The fears have been particularly pronounced in commodity markets, which have become more correlated with China’s fortunes as it is the biggest importer of many resources.

The price of iron ore has fallen from more than $60 (£39.10) a tonne to less than $45 a tonne since the start of July, while the price of a barrel of Brent crude oil fell 8 per cent last Monday, and at the time of writing traded at just above $56 per barrel.

The manager pointed out the commodity price falls in recent weeks constituted a major risk for his asset class because 28 per cent of the index was made up of countries that relied on exporting oil – and the proportion was much higher when all commodities were included.

“We are defensively positioned [and] very cognisant of these risks,” said Mr Ryan.
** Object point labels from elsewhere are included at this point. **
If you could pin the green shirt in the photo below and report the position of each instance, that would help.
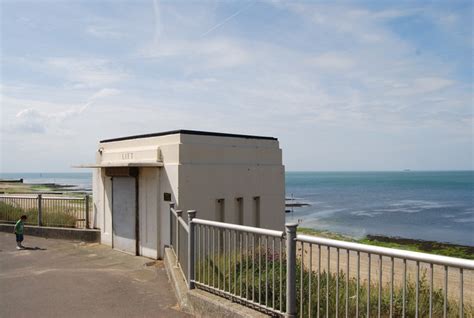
(19, 227)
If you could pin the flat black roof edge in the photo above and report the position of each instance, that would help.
(188, 132)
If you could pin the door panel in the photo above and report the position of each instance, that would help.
(123, 214)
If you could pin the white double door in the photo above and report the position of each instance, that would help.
(124, 199)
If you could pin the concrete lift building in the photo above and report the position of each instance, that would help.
(225, 177)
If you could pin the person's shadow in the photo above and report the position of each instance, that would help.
(36, 248)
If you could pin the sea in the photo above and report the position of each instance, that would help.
(424, 205)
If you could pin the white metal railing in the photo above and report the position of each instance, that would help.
(46, 210)
(340, 282)
(276, 272)
(240, 262)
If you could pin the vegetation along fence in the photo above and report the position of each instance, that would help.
(286, 274)
(45, 210)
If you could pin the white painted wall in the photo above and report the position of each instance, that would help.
(148, 205)
(197, 171)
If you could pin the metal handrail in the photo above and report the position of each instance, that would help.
(183, 224)
(214, 250)
(242, 228)
(390, 252)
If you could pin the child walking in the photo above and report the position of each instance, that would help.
(19, 232)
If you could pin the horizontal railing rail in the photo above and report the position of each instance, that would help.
(390, 252)
(241, 228)
(243, 263)
(332, 287)
(282, 273)
(46, 210)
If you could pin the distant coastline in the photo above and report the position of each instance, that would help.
(439, 248)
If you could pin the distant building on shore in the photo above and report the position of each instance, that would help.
(225, 177)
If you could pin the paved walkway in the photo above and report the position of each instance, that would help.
(56, 278)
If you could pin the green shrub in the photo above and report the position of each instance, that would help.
(258, 284)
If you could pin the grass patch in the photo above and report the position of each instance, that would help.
(11, 213)
(446, 249)
(251, 281)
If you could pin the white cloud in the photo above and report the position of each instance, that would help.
(332, 61)
(104, 32)
(86, 72)
(216, 53)
(32, 120)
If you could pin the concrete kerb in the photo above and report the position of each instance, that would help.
(85, 235)
(201, 303)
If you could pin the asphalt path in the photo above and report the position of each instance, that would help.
(58, 278)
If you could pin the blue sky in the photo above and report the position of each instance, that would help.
(344, 85)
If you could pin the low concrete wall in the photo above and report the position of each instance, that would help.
(199, 302)
(85, 235)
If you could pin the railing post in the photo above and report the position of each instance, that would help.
(86, 201)
(191, 224)
(171, 223)
(40, 210)
(291, 269)
(179, 213)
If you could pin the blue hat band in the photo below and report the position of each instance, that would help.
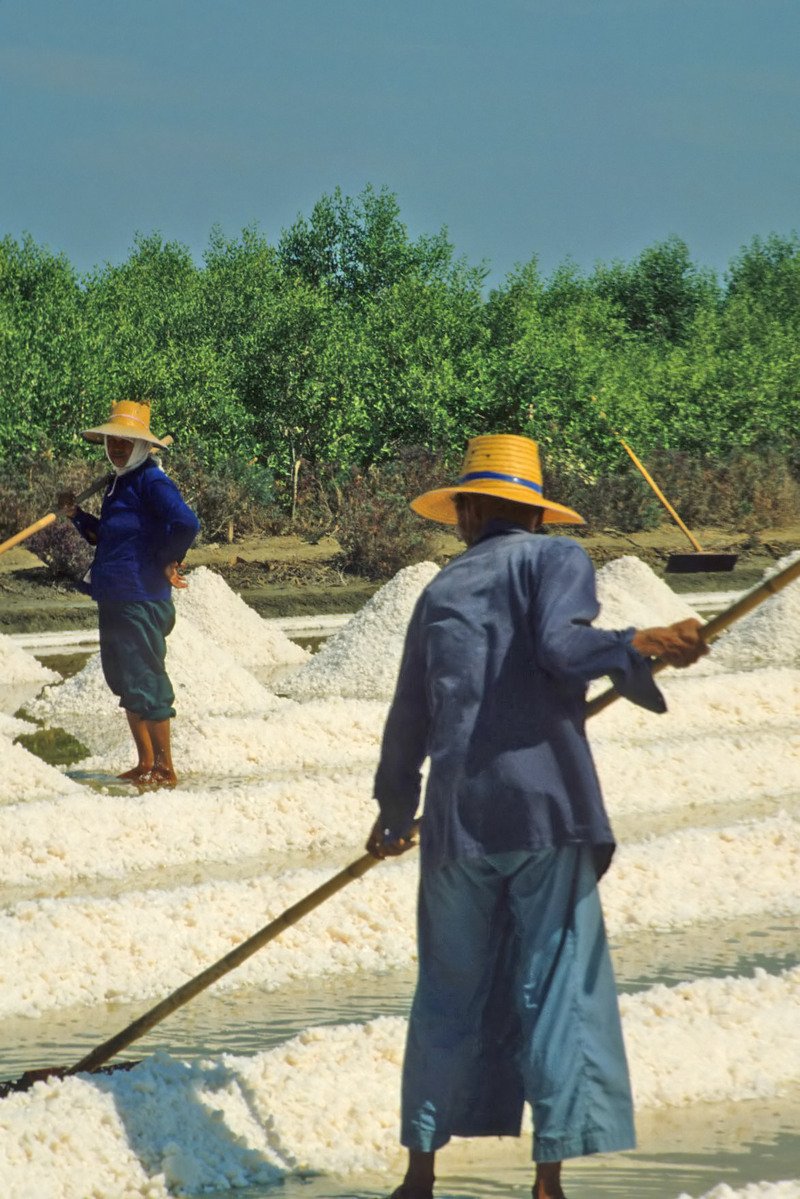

According to the fund’s latest factsheet, the managers are holding nearly 10 per cent of the portfolio’s assets in cash.

Mr Ryan said the fall in emerging market debt assets was in the “early days” and the market had so far been “relatively stable” in the face of significant adverse factors, which he expected to change.

“We are keeping our powder dry and being patient,” he said. “We have identified a few areas to increase and anticipate where to do so.

“There have been some opportunities in recent days but we are not getting too excited yet because the market has not moved much and the risks may still have further to play out.”